New Vasantashram turned 70 this year and running it is the best career choice that I have made. We recently opened up one of our dorms as a performance space, a break from Mumbai venues that charge a kidney for an evening of entertainment. Since then, we’ve been chosen as a location for film and photo shoots and could be in an upcoming web series as well.
Most recently, Dulquer Salmaan came here to shoot a scene from his movie Solo, directed by Bejoy Nambiar. Salmaan, a shy, charismatic man, took a nap in one of our third-floor rooms between shots. An impressive long shot of our main office, complete with a stained glass partition separating the God’s images from the front desk, made it to the 70mm screen.
Still, the struggle and the hustle never end. The local vendors who have stalls below the hotel look towards the lodge as some sort of messiah for our area, and there are constant small battles between me and the fire department, the police, sometimes with guests and with staff.
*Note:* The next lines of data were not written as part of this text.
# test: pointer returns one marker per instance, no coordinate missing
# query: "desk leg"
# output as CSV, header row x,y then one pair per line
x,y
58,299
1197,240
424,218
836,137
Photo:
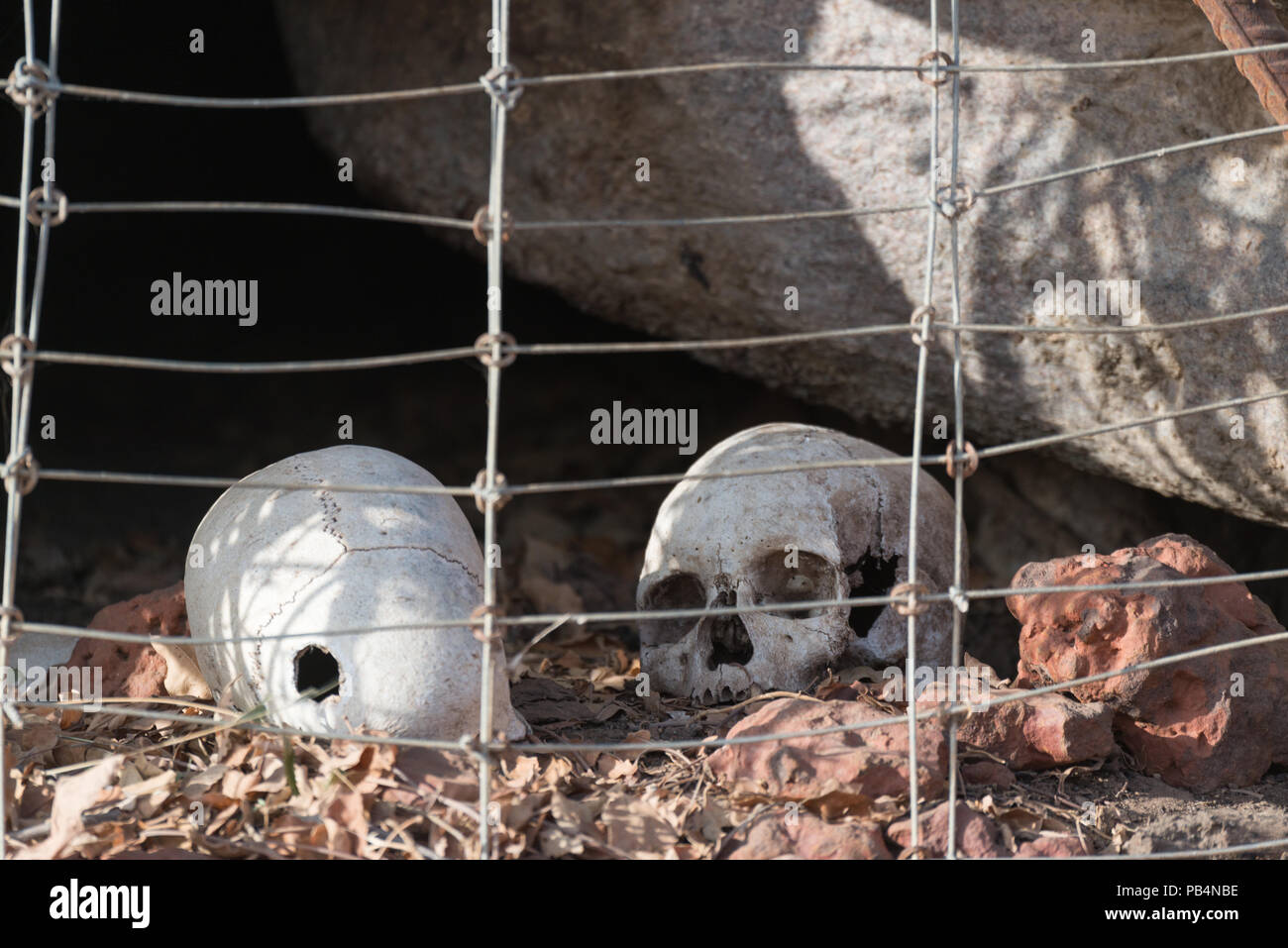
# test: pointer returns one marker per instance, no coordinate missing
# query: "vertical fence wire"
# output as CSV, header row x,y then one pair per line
x,y
958,449
496,211
502,85
24,371
922,340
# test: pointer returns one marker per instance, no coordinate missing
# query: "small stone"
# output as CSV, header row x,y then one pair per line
x,y
844,772
805,836
134,670
987,773
1209,721
978,836
1051,848
1041,730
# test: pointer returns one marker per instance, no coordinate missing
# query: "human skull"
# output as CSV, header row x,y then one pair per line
x,y
273,572
784,537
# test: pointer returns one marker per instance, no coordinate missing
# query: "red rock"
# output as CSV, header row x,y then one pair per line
x,y
1210,721
988,773
134,670
1041,730
1031,733
774,836
1051,848
844,772
978,836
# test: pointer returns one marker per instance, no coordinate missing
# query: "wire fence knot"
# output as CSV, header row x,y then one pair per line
x,y
502,84
18,350
39,209
939,58
492,350
971,458
21,473
8,616
960,599
912,607
922,322
956,198
482,224
29,86
493,493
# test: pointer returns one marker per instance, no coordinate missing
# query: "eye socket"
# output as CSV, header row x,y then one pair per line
x,y
811,578
674,591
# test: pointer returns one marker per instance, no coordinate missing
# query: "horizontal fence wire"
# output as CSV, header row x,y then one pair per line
x,y
647,479
480,745
939,711
147,98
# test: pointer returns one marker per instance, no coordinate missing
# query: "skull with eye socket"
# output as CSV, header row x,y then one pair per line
x,y
784,539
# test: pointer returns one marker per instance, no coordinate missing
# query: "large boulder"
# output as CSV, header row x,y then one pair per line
x,y
1202,230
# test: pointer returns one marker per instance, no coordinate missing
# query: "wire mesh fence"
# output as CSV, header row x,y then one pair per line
x,y
37,88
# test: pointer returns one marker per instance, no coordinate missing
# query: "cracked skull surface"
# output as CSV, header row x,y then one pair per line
x,y
782,539
274,574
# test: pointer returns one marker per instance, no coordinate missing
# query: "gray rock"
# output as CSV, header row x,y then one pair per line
x,y
1202,231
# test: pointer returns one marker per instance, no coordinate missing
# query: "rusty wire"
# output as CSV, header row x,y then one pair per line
x,y
502,85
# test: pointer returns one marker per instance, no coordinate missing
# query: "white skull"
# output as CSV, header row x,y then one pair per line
x,y
721,543
271,572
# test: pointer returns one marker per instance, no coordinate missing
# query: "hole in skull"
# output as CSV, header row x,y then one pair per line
x,y
674,591
729,643
871,576
317,672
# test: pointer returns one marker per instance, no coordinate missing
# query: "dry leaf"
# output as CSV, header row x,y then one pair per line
x,y
181,675
72,796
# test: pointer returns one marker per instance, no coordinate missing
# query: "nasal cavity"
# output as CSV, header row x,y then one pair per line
x,y
317,674
871,576
729,644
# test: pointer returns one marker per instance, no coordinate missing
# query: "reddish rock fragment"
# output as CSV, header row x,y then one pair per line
x,y
805,836
1210,721
978,836
987,773
842,772
134,670
1051,848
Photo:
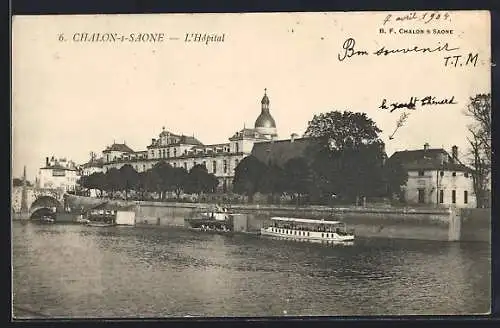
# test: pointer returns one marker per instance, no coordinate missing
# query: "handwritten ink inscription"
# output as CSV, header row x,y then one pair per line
x,y
461,60
414,101
349,50
425,17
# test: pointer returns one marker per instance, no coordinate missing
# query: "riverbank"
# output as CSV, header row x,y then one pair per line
x,y
445,224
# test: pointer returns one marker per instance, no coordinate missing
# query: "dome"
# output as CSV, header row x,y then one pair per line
x,y
265,120
265,100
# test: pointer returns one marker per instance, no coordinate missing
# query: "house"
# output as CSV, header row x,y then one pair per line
x,y
436,177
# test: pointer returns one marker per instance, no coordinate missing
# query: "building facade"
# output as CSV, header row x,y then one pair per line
x,y
187,151
58,174
436,178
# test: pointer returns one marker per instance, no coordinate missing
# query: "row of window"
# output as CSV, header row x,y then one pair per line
x,y
453,197
225,166
291,232
300,233
421,196
421,173
165,153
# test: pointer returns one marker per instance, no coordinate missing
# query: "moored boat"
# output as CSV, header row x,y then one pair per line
x,y
218,220
47,219
100,224
308,230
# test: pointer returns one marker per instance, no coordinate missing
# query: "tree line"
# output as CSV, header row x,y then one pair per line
x,y
345,160
161,178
There’s no “typical day” here. I keep my own hours and there’s always something new going on. Portals like Airbnb and Make My Trip bring us waves of new guests, an additional set of challenges for my staff members who are baffled by technology despite countless explanations.
But life is always exciting.
The staff, usually young adults, usually have pranks up their sleeves that they’re not hesitant to execute, particularly with seasoned guests. Once, I walked in to peals of laughter and witnessed a peculiar scene. One of our boys had dressed up as a woman and was teasing a rather inquisitive guest (who has been a regular fixture for the past forty years) by walking up and down – his face covered by a dupatta – giggling uncontrollably. The guest took this in in good spirit of course, and the boys didn’t stop laughing about this for days.
Running the hotel has given me a sense of pride, a sense of contentment, while still fuelling that hunger to keep the hotel alive and to do better to make sure it is always relevant. From a law student who worked half-heartedly as a copywriter, teacher, and housewife, I went to being a zany but respected businesswoman.
Pilinja, my maiden surname that is still a part of my name, means Tiger in Tulu. When the Hindi version of Singham released in 2011 among pomp and seetis, I was a bit underwhelmed. I walked home after the movie thinking to myself, there was nothing he did that I didn’t do, and I didn’t even have stunt doubles.